Figure 10. CTSG in NETs induces apoptosis in the syngeneic model.

(A and B) The indicated syngeneic tumors were treated with vehicle or the drug combination with or without CTSGi (5 mice/group). Growth curves are shown in A and B. (C–E) Tunel staining was performed on the syngeneic tumors from A and B. Representative images of CMT93 tumors are shown in C, and quantifications are shown in D and E (n = 15/group), (F–J) Tumors from A and B were stained with antibodies against MPO and H3cit (F) and quantified (G–J). (K–M) MC38 Pik3ca E545K mutant cells were injected into C57/BL6 mice of the indicated genotypes and treated with vehicle or the combination of CB-839 and 5-FU (5 mice/group). The growth curves are shown in K. Tunel staining was performed on the syngeneic tumors; representative images are shown in L, and quantifications are shown in M. (N–P) The tumors shown in K were stained with antibodies against MPO and H3cit. Representative images are shown in N. Quantifications are shown in O and P (n = 15/group). (Q) mouse CRC cells treated with CTSG and NET medium for 16 hours, cell lysates were harvested and blotted with indicated antibodies. (R and S) tumors shown in A and B were blotted with indicated antibodies. 2-way ANOVA (A, B, K, M, and P) or 1-way ANOVA (D, E, H, and J) was used for statistical analysis. *P < 0.05; **P < 0.01; ***P < 0.001; ****P < 0.0001.

Figure 11. Higher tumor NET levels are associated with longer PFS.

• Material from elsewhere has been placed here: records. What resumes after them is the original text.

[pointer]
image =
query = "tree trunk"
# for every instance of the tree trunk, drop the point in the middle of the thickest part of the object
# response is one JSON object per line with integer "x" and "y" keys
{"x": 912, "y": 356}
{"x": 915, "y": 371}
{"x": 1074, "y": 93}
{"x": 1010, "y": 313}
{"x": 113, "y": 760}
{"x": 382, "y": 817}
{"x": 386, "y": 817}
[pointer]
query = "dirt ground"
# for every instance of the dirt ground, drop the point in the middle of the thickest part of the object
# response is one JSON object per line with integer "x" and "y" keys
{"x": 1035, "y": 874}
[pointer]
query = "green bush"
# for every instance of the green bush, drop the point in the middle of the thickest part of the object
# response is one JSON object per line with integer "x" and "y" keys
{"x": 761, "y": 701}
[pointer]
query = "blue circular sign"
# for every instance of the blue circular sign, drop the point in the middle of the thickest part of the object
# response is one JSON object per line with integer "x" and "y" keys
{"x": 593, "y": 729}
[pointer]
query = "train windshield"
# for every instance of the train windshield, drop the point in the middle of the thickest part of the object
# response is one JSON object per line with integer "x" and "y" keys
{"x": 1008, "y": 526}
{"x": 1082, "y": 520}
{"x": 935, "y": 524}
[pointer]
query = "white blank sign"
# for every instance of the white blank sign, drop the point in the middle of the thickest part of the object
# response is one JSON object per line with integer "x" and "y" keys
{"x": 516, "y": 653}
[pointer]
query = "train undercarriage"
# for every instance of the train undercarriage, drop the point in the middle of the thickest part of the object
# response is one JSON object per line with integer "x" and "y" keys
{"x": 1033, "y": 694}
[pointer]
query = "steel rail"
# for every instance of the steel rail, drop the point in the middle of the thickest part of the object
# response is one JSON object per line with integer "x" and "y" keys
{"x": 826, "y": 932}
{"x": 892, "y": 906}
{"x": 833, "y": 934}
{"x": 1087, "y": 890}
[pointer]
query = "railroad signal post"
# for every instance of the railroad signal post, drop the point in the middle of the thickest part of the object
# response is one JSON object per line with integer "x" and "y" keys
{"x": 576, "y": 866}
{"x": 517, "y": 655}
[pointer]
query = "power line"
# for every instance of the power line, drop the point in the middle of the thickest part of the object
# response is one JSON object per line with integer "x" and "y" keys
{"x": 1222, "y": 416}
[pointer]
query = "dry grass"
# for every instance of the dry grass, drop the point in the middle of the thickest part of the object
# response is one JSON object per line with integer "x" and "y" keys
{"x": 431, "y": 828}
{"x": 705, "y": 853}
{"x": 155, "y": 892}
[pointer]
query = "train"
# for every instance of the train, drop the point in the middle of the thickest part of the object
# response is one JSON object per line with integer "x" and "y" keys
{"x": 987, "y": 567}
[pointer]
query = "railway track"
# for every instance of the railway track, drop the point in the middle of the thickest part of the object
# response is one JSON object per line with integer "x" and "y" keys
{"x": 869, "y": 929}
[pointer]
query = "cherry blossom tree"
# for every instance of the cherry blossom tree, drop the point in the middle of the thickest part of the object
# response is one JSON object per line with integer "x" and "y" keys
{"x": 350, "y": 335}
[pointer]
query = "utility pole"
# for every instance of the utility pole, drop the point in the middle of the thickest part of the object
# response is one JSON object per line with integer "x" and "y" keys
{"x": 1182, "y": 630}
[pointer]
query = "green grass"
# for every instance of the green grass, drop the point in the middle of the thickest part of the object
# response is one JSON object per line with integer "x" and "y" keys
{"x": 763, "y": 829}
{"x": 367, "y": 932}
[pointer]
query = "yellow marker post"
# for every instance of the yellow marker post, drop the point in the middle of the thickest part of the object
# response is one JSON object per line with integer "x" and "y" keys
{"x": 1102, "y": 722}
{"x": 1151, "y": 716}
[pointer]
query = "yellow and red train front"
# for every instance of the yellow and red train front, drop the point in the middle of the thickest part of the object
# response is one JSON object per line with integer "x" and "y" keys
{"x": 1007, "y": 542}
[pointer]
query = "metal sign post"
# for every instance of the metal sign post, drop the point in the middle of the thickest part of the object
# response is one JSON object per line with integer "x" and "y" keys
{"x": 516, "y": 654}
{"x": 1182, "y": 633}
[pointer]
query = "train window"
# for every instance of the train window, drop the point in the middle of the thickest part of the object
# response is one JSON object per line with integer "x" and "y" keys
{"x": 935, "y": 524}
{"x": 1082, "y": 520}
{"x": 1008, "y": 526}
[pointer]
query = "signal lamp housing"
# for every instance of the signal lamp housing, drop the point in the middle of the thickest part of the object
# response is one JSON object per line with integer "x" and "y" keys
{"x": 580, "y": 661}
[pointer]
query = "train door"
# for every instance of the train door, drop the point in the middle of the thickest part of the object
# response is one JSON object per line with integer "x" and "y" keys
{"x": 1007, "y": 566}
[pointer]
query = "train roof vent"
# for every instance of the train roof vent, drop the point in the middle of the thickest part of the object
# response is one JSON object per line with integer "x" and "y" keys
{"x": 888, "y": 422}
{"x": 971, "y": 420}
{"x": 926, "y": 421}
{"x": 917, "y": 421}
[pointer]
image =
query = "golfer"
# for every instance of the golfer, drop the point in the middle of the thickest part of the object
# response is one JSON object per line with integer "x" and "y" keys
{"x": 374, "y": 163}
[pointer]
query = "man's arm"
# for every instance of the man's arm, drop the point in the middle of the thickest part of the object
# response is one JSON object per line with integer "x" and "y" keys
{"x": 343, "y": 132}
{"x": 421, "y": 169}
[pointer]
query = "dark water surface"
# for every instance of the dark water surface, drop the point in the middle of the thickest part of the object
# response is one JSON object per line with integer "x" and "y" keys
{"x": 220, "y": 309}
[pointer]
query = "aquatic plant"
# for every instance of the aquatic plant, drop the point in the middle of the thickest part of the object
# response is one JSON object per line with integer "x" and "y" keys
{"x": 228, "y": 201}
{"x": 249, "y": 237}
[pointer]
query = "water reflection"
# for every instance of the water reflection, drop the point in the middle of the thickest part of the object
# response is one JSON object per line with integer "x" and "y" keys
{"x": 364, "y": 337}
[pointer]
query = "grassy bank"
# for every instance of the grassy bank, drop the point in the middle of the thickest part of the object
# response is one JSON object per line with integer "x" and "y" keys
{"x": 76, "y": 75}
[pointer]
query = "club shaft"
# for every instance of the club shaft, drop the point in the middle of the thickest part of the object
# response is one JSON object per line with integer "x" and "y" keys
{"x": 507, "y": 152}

(A) PFS of 32 metastatic PIK3CA mutant CRC patients in a phase II clinical trial of the combination of CB-839 and capecitabine, an oral prodrug of 5-FU. Red bars, stable disease; black bars, progressive disease; and gray bars, not evaluable. (B and C) Tumor biopsies were stained with anti-MPO and anti-H3cit antibodies. Representative images are shown in B, and quantifications are shown in C. ** P < 0.01; paired Student’s t test, 2-tailed. Scale bar: 100 μM. (D) Kaplan-Meier curves of PFS of patients are plotted with increased levels of H3cit in posttreatment biopsies compared with pretreatment biopsies versus decreased levels of H3cit levels in posttreatment biopsies compared with pretreatment biopsies. (E) Kaplan-Meier plot of PFS of patients whose posttreatment biopsies with high levels of H3cit versus those with low levels of H3cit. (F) A model of CB-839 plus 5-FU-induced NETs, which release CTSG, enter cancer cells, cleave 14-3-3ε, lead to BAX mitochondrial translocation, and trigger apoptosis.